We had confidently expected the bounce to come from lower levels — specifically, from a 25,363 ‘Hidden Pivot’ target in the Dow that had looked certain to be achieved. Alas, the forecast seemed to miss by a not-so-trivial 380 points when the Indoos trampolined off 25,743. The jury is still out, however, since 25,363 will remain a valid price objective unless the rally exceeds 27,303. But it is usually a bullish sign when downtrending ABCD correction patterns fall short of their ‘D’ targets, as may have occurred here. Moreover, there is no reason to think that a deepening global downturn, impeachment mayhem and signs of a top in the U.S. economy will impair buyers’ bad judgment. For at the end of the day, the rally is not being driven by bullishness, but by urgent short-covering, a world awash in credit money, entrenched institutional mindset and a lack of high-beta alternatives.
Love That Bad News!
Although short-covering was the technical reason behind last week’s oversold bounce, the news media served up an explanation of its own that we can laugh at as we might the emergence of twenty clowns from an Isetta. So what was on investors’ tiny, febrile brains that might have justified their week-ending exuberance? Why, the prospect of more Fed easing, of course! Manufacturing, capital investment and consumer confidence falling off a cliff? No problem. As long as the securities world’s most useful idiots continue to believe that more easing is coming, bad news will be greeted as good news. You say the Fed governors have promised no such thing? Well, they don’t need to as long as Powell, when addressing his masters on Wall Street, remains on his knees.
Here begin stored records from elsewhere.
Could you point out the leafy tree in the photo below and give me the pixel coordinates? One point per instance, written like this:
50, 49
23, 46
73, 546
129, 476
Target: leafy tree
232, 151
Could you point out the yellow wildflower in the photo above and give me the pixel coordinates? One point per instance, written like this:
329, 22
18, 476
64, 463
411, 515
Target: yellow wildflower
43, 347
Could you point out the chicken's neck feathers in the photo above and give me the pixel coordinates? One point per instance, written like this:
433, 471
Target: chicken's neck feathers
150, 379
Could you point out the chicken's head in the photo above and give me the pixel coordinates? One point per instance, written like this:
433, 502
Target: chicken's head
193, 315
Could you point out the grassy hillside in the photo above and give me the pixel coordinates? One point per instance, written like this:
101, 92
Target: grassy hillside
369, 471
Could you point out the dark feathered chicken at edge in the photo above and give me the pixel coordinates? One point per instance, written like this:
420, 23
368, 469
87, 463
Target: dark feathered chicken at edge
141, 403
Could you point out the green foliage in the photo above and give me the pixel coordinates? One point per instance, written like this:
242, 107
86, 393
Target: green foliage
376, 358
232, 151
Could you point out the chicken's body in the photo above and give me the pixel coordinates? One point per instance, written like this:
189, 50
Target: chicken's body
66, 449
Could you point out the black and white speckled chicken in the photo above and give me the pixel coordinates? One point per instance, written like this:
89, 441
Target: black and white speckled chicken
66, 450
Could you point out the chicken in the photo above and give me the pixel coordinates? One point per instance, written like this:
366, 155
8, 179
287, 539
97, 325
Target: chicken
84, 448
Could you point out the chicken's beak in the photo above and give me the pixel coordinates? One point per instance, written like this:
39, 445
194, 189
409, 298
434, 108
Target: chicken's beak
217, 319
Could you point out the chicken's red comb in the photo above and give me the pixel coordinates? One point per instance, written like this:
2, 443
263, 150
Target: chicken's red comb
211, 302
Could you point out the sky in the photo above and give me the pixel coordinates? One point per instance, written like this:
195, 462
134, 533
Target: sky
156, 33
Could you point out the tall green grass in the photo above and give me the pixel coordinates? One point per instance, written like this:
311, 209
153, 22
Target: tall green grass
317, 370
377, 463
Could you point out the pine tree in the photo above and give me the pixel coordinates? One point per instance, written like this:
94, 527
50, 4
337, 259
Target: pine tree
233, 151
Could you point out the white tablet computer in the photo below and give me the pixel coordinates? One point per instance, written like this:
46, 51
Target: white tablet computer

Concerning the technical picture, we are still literally banking on Apple shares to tell us when the fat lady is ready to sing. The stock has an outstanding rally target at 243.68 (slightly revised from the 242.48 given here earlier) that looks very likely to be achieved. As long AAPL keeps progressing toward it, the ten-and-a-half-year-old bull market will endure. Yes, this is at odds with the prediction above that the Dow will fall to at least 25,363. But because I am much more certain about Apple’s bullish chart than the Dow’s bearish one, I’ll place my bets on the former for now.